P.G.S.: Leaders of the Solidarity movement opposed the idea of ‘an eye for an eye and a tooth for a tooth.’ Solidarity had approximately 10 million members and it was one of the biggest, non-violent movements in the world. The Communist government was aware that the opposition condemned violence. This approach put the authorities in a difficult position because the state and party apparatus, with several thousand armed militia and security services, were prepared to defend the country against an armed enemy. This is why the Soviets advised General Jaruzelski in 1981 to find hidden warehouses of weapons, which Solidarity had presumably stored. This was obviously a hoax and only used for propaganda purposes.
I would also say Solidarity’s non-violent approach was based on experiences from WWII and the Warsaw Uprising in 1944, when Polish elites were killed. The leaders of the opposition in the 70s and 80s did not want to sacrifice the lives of young Poles who represented the next generation. They were keenly aware of the huge cost of an armed conflict.

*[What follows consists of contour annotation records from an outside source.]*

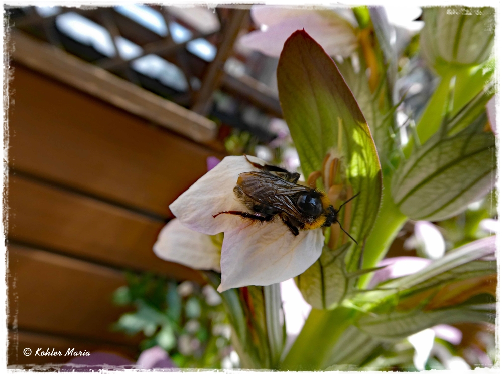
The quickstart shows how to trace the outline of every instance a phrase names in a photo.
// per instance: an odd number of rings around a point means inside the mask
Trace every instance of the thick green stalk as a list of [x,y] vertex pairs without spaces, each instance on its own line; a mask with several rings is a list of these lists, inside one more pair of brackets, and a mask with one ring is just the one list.
[[270,347],[271,364],[275,368],[279,363],[284,343],[281,325],[281,290],[279,283],[263,287],[265,302],[267,334]]
[[281,370],[322,369],[331,356],[331,349],[358,314],[357,311],[344,307],[312,309],[281,364]]
[[[406,222],[407,217],[394,204],[391,194],[392,176],[384,175],[382,206],[371,234],[366,241],[363,251],[362,268],[376,266],[385,256],[398,233]],[[367,285],[373,273],[363,275],[359,280],[359,288]]]

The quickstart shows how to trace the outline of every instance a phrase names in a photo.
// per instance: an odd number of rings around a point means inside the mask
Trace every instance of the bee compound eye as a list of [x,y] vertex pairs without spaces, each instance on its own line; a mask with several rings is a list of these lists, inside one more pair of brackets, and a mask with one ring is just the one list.
[[300,195],[296,201],[296,206],[301,212],[309,217],[319,217],[323,210],[321,199],[309,193]]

B.T.: In what ways did Poles adapt and manage to exist under the communist regime in a way that kept hope and national identity alive?
P.G.S.: They tried to be faithful to their traditions and habits. They knew that outside their homes they could not speak openly about the Katyń crime, Soviet atrocities, and cooperation between the USSR and the III Reich, as these issues were forbidden and not reported in the regime’s mass media. The history of Poland was transmitted to young generations during family meetings. The Catholic Church in Poland played a very important role in maintaining the national identity. In the 1970s and 80s, the Polish opposition was involved in many historic and patriotic events to preserve national heritage.
B.T.: What examples from Poland’s history during this period and transition processes can be shared with countries experiencing conflict or going through a similar transition?
P.G.S.: Some people say that the Round Table talks in 1989 were a mistake and that the opposition should have broken the agreements and quickly removed the Communists from power. Others perceive the Round Table as a conspiracy, in which some carefully selected opposition members, together with Polish United Worker’s Party leaders, established new political rules which guaranteed impunity for communist crimes. These people, some former opposition activists and victims of the regime’s repressions, often say that today’s Poland is not the country they fought for.
I look at the transition period more broadly. When enemies agree to sit at the table, push away anger and desire for revenge, they find a way to compromise. Experiences with dialogue, conversation, peaceful meetings, in my opinion, are worth sharing. But to achieve these goals we have to have two sides willing to cooperate and keep their promises. The Polish experience of the peaceful transition should be shared and used as a successful path for other countries at the crossroads between authoritarian rule and democracy. Two years ago, IPN went to North Africa after the Arab Spring to present the Polish experience from the transition period. The Polish Ministry of Foreign Affairs and the President’s office also organized many events on the difficulties and problems faced during the initial period of building democracy, such as judicial and legislative changes.
B.T.: You said that the 50 years of communist rule had a happy ending – a peaceful transition to democracy. How optimistic are you about Poland’s future?
P.G.S.: I am an optimist but Poland still suffers from many negative effects of 50 years under communist rule. We have made great progress, though, by joining the EU and NATO. The current political situation on Poland’s eastern borders, however, is disconcerting. Russian aggression against Ukraine includes attempts to revise the history of the twentieth century. The future is still largely unpredictable.